When Northrop Grumman’s sale of its TASC unit closes, the new owners, private equity titan KKR and General Atlantic, tout that the stand-alone company will have unique standing, with no organizational conflicts of interest (OCI) compared with other systems engineering and studies powerhouses. Which companies will find the “nonconflicted” TASC more of a competitive threat?
Answer: any that posture themselves as free of pertinent, unmitigated OCI and in a position to be objective advisers upstream of big buys of defense systems. Booz Allen Hamilton comes to mind, particularly in services like cost and economic analysis, and because it, too, is (~70 percent) owned by private equity investors, Carlyle Group.
Scanning the KKR portfolio, even a paranoid govt customer won’t find other government-contractor or overseas stakes owned by the parent that could spawn OCI worries about TASC at this time. The other TASC owner, General Atlantic, has more technology and country stakes, e.g. Lenovo/China, that could provide a wisp of worry for a few potential customers.

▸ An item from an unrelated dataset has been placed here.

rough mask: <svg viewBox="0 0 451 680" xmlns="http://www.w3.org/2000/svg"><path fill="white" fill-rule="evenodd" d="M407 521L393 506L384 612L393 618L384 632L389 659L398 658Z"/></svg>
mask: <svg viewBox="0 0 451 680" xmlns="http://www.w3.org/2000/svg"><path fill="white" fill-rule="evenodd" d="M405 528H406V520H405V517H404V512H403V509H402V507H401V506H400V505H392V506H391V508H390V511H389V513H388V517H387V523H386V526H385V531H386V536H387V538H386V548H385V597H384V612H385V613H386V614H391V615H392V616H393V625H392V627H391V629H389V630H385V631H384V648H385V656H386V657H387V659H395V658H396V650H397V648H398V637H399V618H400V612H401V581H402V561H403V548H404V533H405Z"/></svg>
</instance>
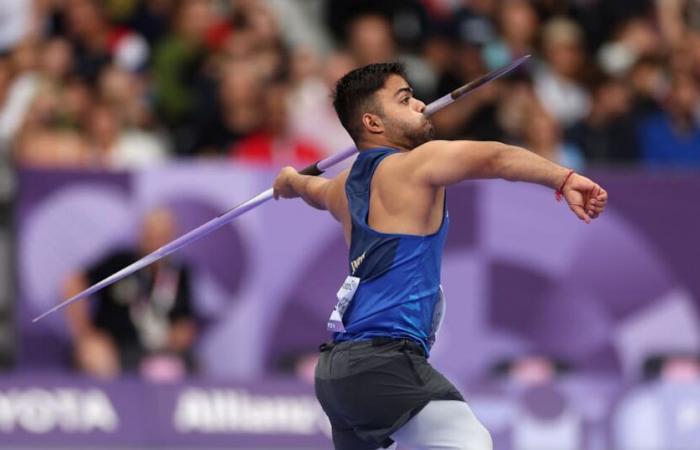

Carlyle, on the other hand, has had for decades full ownership or control of a variety of military hardware or government services firms (e.g., ARINC) suppliers, as well as overseas investors from the Middle East and potential-threat countries in its funds. These other interests under the Carlyle umbrella reportedly gave pause to certain agencies when Carlyle’s purchase of BA was being reviewed. Obviously, the government could accommodate those interests and any OCI mitigations, which have not been publicly disclosed.
But OCI concerns remain a pop-up potential for any firms like TASC and Booz Allen owned by aggressive PEs. It’s a nature of the beast that they acquire aggressively, steadily diversify their portfolios, and are more open than ever to foreign investors.
Congress may not believe the PE ownership structure is as insulating from organizational conflicts of interest, as the principals and agency customers do at this time. It will be interesting to see how the TASC transaction refracts when it comes up in Congressional hearings, investigations, and plain old politics.
Finally, we got a kick out of the PR spin of the new TASC owners. In their releases they speak of TASC as a national resource in the same sense that the FFRDCs, often present themselves. But that’s for customer consumption rather than the PE investors grasping for high returns. We doubt that MITRE and RAND are quaking.
Time will tell whether the claimed unique nonconflicted status of TASC makes a difference in the marketplace.